1. A method for producing microelectrodes ( 22 , 22 a, 22 b) on a chip ( 10 , 10 a), in which the microelectrodes ( 22 , 22 a, 22 b) on the same surface ( 12 ) in selected areas ( 18 ) are generated as spatially protruding elements ( 20 ), characterized by the following steps:

• - passivating a surface ( 12 ) of the chip ( 10 , 10 a) and exposing selected areas ( 18 ),
• - Generation of selective epitaxial crystal growth tum over the selected areas ( 18 ) of the chip ( 10 , 10 a) to produce the spatially protruding micro electrodes ( 22 , 22 a, 22 b) and
• - Doping the microelectrodes ( 22 , 22 a, 22 b).

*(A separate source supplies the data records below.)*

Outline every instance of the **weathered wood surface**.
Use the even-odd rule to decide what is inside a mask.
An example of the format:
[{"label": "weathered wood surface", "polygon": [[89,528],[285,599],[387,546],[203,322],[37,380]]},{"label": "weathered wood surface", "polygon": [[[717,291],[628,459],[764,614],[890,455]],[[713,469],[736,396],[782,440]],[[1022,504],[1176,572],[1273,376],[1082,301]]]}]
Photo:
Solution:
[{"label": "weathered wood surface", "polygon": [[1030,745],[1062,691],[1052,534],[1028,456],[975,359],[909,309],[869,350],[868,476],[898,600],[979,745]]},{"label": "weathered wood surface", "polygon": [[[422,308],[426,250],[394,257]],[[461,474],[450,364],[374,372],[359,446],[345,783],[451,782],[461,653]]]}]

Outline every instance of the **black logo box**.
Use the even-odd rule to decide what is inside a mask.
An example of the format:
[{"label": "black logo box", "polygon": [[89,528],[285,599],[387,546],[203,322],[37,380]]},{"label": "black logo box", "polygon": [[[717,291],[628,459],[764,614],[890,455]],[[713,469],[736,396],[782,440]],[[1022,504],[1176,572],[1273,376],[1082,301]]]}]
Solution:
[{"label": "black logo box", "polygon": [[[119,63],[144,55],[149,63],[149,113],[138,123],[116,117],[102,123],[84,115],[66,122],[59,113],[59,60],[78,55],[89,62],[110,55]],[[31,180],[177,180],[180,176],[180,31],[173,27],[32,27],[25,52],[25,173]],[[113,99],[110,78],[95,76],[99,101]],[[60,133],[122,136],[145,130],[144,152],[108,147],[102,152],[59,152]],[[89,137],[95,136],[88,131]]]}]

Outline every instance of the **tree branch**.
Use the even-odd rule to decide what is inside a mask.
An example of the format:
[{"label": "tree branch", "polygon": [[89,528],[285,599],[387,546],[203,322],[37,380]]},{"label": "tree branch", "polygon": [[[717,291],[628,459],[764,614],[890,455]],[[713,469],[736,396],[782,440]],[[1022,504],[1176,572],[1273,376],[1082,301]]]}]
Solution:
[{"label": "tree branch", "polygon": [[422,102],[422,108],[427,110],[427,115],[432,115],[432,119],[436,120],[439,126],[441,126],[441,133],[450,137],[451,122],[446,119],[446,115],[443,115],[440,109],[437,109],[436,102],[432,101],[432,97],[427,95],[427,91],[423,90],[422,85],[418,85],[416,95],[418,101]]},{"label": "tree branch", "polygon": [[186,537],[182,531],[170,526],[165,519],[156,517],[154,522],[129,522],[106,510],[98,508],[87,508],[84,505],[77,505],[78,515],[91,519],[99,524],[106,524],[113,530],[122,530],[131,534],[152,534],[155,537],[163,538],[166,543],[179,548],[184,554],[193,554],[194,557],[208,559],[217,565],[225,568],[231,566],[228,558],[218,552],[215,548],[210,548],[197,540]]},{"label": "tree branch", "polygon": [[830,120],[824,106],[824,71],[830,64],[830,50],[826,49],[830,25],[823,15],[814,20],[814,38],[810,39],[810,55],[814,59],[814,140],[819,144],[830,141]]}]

2. The method according to claim 1, characterized in that the selective crystal growth is stopped before the Kri stall has reached its ideal spatial structure to produce flattened microelectrodes ( 22 , 22 a, 22 b). 3. The method according to claim 1 or 2, characterized in that the doping in situ during the epitaxial crisis stall growth occurs.   4. The method according to claim 1 or 2, characterized in that the doping by implantation after the selective Epitaxy occurs. 5. The method according to claim 4, characterized in that the steps of selective epitaxy and implantation be repeated successively. 6. The method according to any one of the preceding claims, characterized characterized in that the passivation of the surface under Recess the selected areas using egg lithography process. 7. The method according to any one of the preceding claims, characterized in that a substrate ( 14 ) made of silicon, from a III-V, II-VI or a IV-IV semiconductor for the manufacture of the chip ( 10 , 10 a) is used. 8. The method according to any one of the preceding claims, characterized in that the passivation layer ( 16 ) is made of Si silicon oxide. 9. The method according to any one of the preceding claims, characterized in that the microelectrodes ( 22 a) are provided on their surface with a coating ( 28 ) made of a biocompatible material. 10. The method according to any one of the preceding claims, characterized in that a control circuit ( 26 ) is generated by a CMOS process on the chip ( 10 a, 10 b), which is coupled to the microelectrodes ( 22 a, 22 b). 11. Chip with a substrate ( 14 ), with microelectrodes ( 22 , 22 a, 22 b) which spatially protrude from a surface of the substrate ( 14 ), characterized in that the micro electrodes ( 22 , 22 a, 22 b) consist of the material of the substrate ( 14 ) and are doped. 12. Chip according to claim 11, characterized in that the Mi microelectrodes ( 22 b) have a flattened shape compared to an ideal crystal shape. 13. Chip according to claim 11 or 12, characterized in that the microelectrodes ( 22 a, 22 b) are coupled to a CMOS control circuit ( 26 ). 14. Chip according to one of claims 11, 12 or 13, characterized in that the chip ( 10 , 10 a, 10 b) from a substrate ( 14 ) made of silicon or from a III-V, II-VI or an IV-IV semiconductor is manufactured. 15. Retina implant with a chip ( 10 , 10 a, 10 b) according to one of claims 11 to 14.